CusADi: A GPU Parallelization Framework for Symbolic Expressions and Optimal Control
Se Hwan Jeon, Seungwoo Hong, Ho Jae Lee, Charles Khazoom, Sangbae Kim
TL;DR
The paper tackles the bottleneck of integrating model-based optimization into large-scale reinforcement learning by enabling GPU-based parallelization of symbolic expressions. It introduces CusADi, an extension of the CasADi framework that auto-generates CUDA kernels to evaluate arbitrary symbolic expressions in parallel across thousands of environments, and formulates a closed-form, fixed-iteration approximation to the optimal control problem to enable scalable MPC. The authors provide code generation and a PyTorch interface, demonstrate speedups up to 1000x over serial CPU and substantial gains when data remains on-device, and validate the approach through MIT Humanoid MPC, centroidal momentum augmentation in RL, and parallelized quadcopter rollouts.
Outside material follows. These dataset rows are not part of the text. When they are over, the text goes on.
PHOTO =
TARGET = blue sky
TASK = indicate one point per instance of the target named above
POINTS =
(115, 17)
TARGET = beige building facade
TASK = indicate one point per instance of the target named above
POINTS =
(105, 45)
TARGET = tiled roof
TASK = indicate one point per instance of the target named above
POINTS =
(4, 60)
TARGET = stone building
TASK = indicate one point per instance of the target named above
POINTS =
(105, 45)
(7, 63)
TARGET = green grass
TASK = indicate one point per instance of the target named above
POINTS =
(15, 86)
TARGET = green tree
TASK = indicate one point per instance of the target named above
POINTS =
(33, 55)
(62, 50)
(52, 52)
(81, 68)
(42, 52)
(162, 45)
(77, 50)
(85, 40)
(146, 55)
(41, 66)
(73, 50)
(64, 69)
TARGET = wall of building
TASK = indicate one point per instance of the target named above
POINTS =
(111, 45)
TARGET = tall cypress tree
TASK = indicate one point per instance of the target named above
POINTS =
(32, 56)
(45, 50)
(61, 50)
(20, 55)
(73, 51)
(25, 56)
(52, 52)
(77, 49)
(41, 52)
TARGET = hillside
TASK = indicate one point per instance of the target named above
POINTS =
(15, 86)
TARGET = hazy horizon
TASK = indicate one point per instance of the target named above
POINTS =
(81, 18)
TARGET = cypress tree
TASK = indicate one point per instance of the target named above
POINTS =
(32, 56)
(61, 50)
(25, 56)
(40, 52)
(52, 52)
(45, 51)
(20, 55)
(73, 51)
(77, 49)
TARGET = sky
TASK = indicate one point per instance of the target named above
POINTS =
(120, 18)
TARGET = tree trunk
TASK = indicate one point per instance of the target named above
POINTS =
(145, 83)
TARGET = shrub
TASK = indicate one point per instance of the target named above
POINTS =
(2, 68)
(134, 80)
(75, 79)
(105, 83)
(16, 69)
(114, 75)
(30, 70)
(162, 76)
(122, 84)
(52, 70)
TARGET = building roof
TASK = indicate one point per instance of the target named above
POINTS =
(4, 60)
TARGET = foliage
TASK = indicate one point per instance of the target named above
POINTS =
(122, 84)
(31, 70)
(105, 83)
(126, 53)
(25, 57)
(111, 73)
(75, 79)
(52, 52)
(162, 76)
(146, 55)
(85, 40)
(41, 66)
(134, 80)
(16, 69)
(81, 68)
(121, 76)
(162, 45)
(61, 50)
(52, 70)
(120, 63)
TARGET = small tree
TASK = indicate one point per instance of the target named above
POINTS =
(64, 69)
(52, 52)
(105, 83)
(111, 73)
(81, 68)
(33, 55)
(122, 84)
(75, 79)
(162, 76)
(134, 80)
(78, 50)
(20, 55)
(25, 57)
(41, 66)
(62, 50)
The work offers a practical pathway to integrate model-based optimization into RL pipelines, enabling rapid parallel simulations, parameter sweeps, and policy training with large batch sizes.
Abstract
The parallelism afforded by GPUs presents significant advantages in training controllers through reinforcement learning (RL). However, integrating model-based optimization into this process remains challenging due to the complexity of formulating and solving optimization problems across thousands of instances. In this work, we present CusADi, an extension of the CasADi symbolic framework to support the parallelization of arbitrary closed-form expressions on GPUs with CUDA. We also formulate a closed-form approximation for solving general optimal control problems, enabling large-scale parallelization and evaluation of MPC controllers. Our results show a ten-fold speedup relative to similar MPC implementation on the CPU, and we demonstrate the use of CusADi for various applications, including parallel simulation, parameter sweeps, and policy training.